I've just finished re-reading one of my favourite books by one of my favourite writers.  I don't own a copy of this book, but I've lost track of how many times I have checked it out of the local library.  (In fact, this was the book that I had gone to borrow when I picked up the horrible book on Josephine as well.)

So how to summarize this book in a paragraph?  It is a re-telling of the story of Cupid and Psyche, told through the eyes of Psyche's sister, Orual.  But underneath the surface story, it is the story of Orual's search for faith.

Orual has 2 mentors - a Greek tutor who advises her in the way of over-educated disbelief, and a soldier who has blind faith in the local deity, Ungit (aka Aphrodite or Venus).  Torn between these two opposite world-views, Orual doesn't know what to make of what her eyes see when her sister is taken as a bride of a god (Ungit's son, aka Cupid).

There are some heart-wrenching passages in this book - after Orual sees the palace of Cupid and chooses to deny it; when Orual uses emotional blackmail to convince Psyche to trick Cupid; when Orual decides to stop being herself and become The Queen.

Some of my favourite passages:

"When the time comes to you at which you will be forced at last to utter the speech which has lain at the centre of your soul for years, which you have, all that time, idiot-like, been saying over and over, you'll not talk about joy of words.  I saw well why the gods do not speak to us openly, nor let us answer.  Till that word can be dug out of us, why should they hear the babble that we think we mean?  How can they meet us face to face till we have faces?" 
(ie We can't meet God face to face until we strip away all of the masks and approach with total honesty)

"The air was growing brighter and brighter about us; as if something had set it on fire.  Each breath I drew let into me new terror, joy, overpowering sweetness.  I was pierced through and through with the arrows of it.  I was being unmade."
(What a beautiful description of what happens when you first encounter God!)

There are strong Christian themes running through this book, despite being set amongst the Greek gods.  But as Lewis says in Mere Christianity (another of my favourites!), "When I was an atheist I had to persuade myself that most of the human race have always been wrong aobut the question that mattered to them most; when I became a Christian I was able to take a more liberal view.  But of course, being a Christian does mean thinking that where Christianity differs from other religions, Christianity is right and they are wrong.  As in arithmetic, there is only one right answer to a sum, and all other answers are wrong; but some of the wrong answers are much nearer being right than others."

As in all of his books, Lewis' writing is straight-forward yet beautiful at the same time.  One of these days, I ought to acquire a copy of the book - I've been able to track the deterioration of the library copy in the 10 or so years since I first read it.  It's now taped together, and missing half of the front cover!

1 comment:

Christina said...

Thanks for the link!

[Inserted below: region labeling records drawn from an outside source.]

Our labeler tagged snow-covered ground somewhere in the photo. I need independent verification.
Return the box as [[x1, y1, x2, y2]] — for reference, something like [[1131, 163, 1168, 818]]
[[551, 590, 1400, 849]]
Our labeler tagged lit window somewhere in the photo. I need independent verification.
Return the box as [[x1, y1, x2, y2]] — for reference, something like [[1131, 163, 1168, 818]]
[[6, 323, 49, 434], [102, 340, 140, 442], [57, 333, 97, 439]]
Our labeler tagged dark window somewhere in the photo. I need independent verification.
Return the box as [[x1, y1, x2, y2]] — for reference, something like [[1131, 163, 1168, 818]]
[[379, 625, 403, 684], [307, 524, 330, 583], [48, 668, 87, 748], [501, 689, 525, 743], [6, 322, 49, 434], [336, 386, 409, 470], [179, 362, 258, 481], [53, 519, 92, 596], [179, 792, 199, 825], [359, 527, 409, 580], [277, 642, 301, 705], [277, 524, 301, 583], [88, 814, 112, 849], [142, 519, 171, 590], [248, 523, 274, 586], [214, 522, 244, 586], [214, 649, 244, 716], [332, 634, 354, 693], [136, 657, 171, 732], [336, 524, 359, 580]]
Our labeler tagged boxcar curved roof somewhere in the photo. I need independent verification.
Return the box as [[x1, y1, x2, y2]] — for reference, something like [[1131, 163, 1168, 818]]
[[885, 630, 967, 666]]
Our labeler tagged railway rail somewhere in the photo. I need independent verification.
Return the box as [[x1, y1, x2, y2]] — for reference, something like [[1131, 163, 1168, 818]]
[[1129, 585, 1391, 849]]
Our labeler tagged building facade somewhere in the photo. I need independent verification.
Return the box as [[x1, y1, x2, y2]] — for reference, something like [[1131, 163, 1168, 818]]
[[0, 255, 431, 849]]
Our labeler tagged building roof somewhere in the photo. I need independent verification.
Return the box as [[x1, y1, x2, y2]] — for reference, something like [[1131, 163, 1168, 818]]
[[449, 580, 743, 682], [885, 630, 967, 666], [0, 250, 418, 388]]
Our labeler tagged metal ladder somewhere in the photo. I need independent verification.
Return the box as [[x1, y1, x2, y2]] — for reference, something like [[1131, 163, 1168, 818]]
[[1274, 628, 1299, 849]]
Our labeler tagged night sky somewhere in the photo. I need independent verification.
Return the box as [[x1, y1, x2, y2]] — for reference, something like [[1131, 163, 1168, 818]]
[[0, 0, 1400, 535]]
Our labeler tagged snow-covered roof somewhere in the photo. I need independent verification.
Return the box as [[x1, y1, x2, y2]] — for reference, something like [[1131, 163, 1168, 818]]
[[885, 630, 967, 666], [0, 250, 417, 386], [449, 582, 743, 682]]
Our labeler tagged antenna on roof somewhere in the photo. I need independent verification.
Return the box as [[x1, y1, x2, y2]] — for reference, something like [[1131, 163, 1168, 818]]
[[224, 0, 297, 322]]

I enjoyed reading your thoughts. I was really struck with how The Fox and Bardia, though they hold opposing world views, are both good, kind men who try to do what's right and who do everything they can to help and serve Orual. Those two characters really tie in well to the quote you posted from Mere Christianity; I think C.S. Lewis was trying to point out that there are good people within every belief system. But, of course, they're still people. And they do occasionally give bad advice.